(The Center Square) — Georgia lawmakers will assuredly consider a measure to tackle swatting following a spate of incidents targeting Georgia lawmakers.
Georgia Secretary of State Brad Raffensperger wants lawmakers to consider legislation he proposed in 2016 as a member of the state House — House Bill 790. It would have increased the penalty for transmitting a false public alarm, including a prison sentence of between one and 10 years.
The move comes after several Georgia officials were swatted during and since the Christmas holiday. State Sen. Clint Dixon, R-Buford; state Sen. John Albers, R-Roswell; state Sen. Kim Jackson, D-Stone Mountain; state Sen. Kay Kirkpatrick, R-Marietta, Lt. Governor Burt Jones, a Republican, and Secretary of State COO Gabriel Sterling, were among the lawmakers swatted.
“Cowardice never wins,” Raffensperger said in a statement after at least eight state Capitols, including Georgia’s, received threats. “It is deeply troubling to see a rise in swatting and other physical threats.
“We expect heightened tensions as we head into a major presidential election,” Raffensperger added. “We expect American citizens to engage in the democratic process- not resort to cowardly acts of intimidation. We’re committed to upholding our democratic principles and fighting for an environment in which citizens can freely and safely participate.”
Dixon previously said he plans to push for stronger penalties for anyone who makes a swatting call, a hoax 911 call reporting a fake emergency prompting authorities to respond to an unsuspecting house.
“It’s already a crime,” Kirkpatrick told The Center Square via email. “The tricky part is finding the perpetrator(s) due to the phone technology they are using.”
The Prosecuting Attorneys’ Council of Georgia identified OCGA 16-10-28 — “Transmitting a false public alarm” — as an existing statute prosecutors could use to tackle swatting.
According to Chalkboard News, the number of swatting calls is on the rise.
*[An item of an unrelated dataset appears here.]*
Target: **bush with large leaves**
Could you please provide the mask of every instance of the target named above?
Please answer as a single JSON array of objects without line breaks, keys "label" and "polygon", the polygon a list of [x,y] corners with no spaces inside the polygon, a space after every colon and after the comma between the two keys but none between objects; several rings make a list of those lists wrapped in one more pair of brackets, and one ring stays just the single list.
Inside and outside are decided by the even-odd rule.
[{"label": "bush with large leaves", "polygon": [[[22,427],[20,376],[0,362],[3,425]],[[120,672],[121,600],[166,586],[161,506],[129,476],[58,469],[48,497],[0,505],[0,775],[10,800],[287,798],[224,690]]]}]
The Center Square’s sister site reported that more than 400 “swatting incidents” were reported to the National Common Operation Picture, the FBI’s Virtual Command Center, between May 1 and Dec. 28.
“It’s a sad commentary on where we are that you’re willing to put law enforcement’s lives in danger, your political opponents’ lives in danger, their neighbors,” Kyle Wingfield, president and CEO of the Georgia Public Policy Foundation, told The Center Square.
“Are you intentionally trying to get someone killed? Is it for laughs?” Wingfield added. “It’s disturbing on so many levels. Obviously, it takes a sick mind to want to do this. And you wonder, are they even thinking, ‘let’s get somebody killed,’ or did they just take some sort of bizarre pleasure in seeing this all play out?”